Regionalbischöfin Marianne Gorka

Familie Jesu – eine neue, gelebte Verbundenheit

 „Das Haus ist voll, und seine Familie steht draußen vor der Tür. Die Seinen sehen den Erfolg mit Sorgen, doch Jesus ruft eine neue Familie aus: ‚Das hier sind meine Mutter und meine Brüder“, predigt Regionalbischöfin Gorka beim Gedenkgottesdienst. So sei es auch bei der Tobiasgemeinschaft – oft sei die Trauergemeinde klein, ein Kreis von Ehrenamtlichen, die sich derer annehmen, die sonst „draußen vor der Tür“ der Gesellschaft stünden. Doch diese kleine Schar löst eine Bewegung aus, die Nächstenliebe und Menschlichkeit lebendig macht.

„Denn wer den Willen Gottes tut, der ist mein Bruder und Schwester und Mutter.“ Diese Worte motivieren, jeden Menschen zu achten, der Begleitung und Beistand benötigt – unabhängig vom sozialen Stand oder Bekanntheitsgrad.
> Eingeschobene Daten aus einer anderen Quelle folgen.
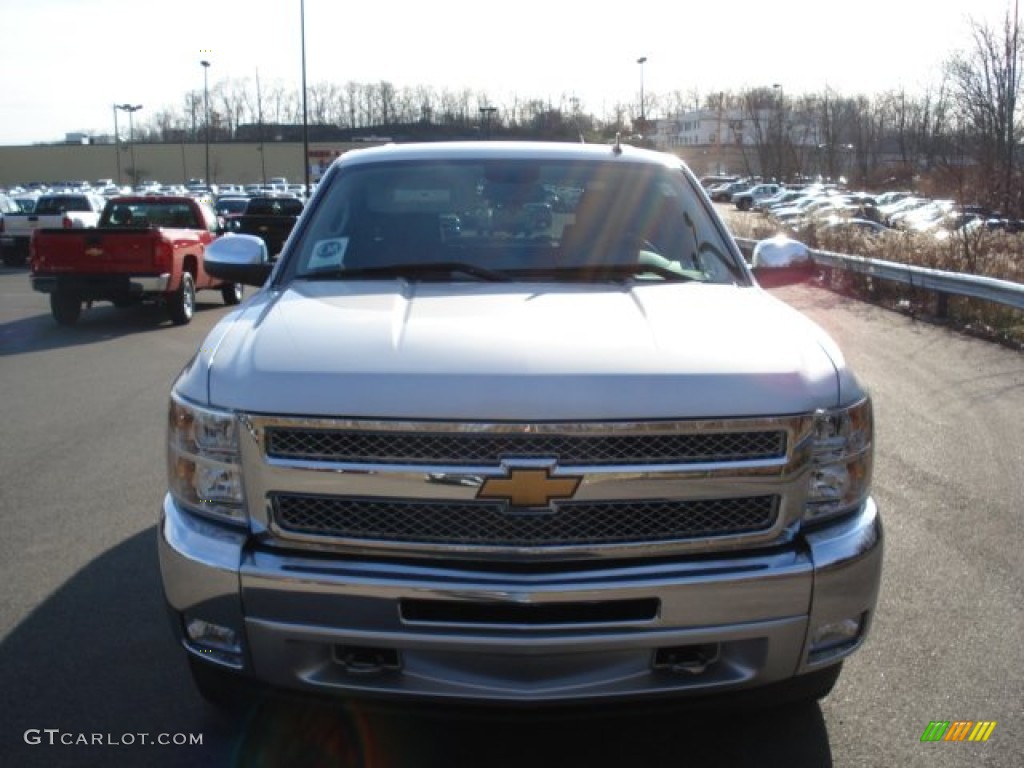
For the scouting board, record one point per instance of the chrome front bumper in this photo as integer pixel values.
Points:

Offene Einladung zum Mitmachen

Ableger der Tobiasgemeinschaft gibt es bereits in Uelzen und Elmshorn, weitere Gründungen sind in Dresden und Rinteln geplant. Jeder, der sich sozial engagieren möchte, ist willkommen – ganz im Sinne der neuen Familie Jesu. Erwin Rose resümiert: „Das ist eine sehr würdige Veranstaltung, die dem Menschen gerecht wird. Man sieht, wie voll Kirchen und Trauerhallen werden – das zeigt, dass wir als Gemeinschaft einen wichtigen Platz in Lüneburg haben.“

Wer sich auf die stille, aber kraftvolle Atmosphäre einer Tobias-Trauerfeier einlässt, spürt: Hier wird niemand vergessen. Die Tobiasgemeinschaft macht Lüneburg menschlicher – mit Engagement  und Respekt bis zuletzt.

Mehr Informationen unter www.tobiasgemeinschaft.de

Erwin Rose über die Tobiasgemeinschaft

Erwin Rose ist seit 2020 Teil der Tobiasgemeinschaft Lüneburg – einer besonderen Initiative, die sich dafür einsetzt, dass niemand in Lüneburg ohne würdigen Abschied geht.

Für ihn ist es eine Herzensangelegenheit: „Ich finde es ganz wichtig, dass Menschen, die früher oft sehr früh morgens und ohne Angehörige beigesetzt wurden, endlich eine würdige Verabschiedung bekommen.“ 

Erwin war überrascht, wie viele Menschen „ganz alleine leben und sterben, ohne Verwandte“ – früher wurden sie teils „weggescharrt“. Die Tobiasgemeinschaft gibt diesen Menschen ein Gesicht und eine Stimme, lässt sie nicht vergessen werden.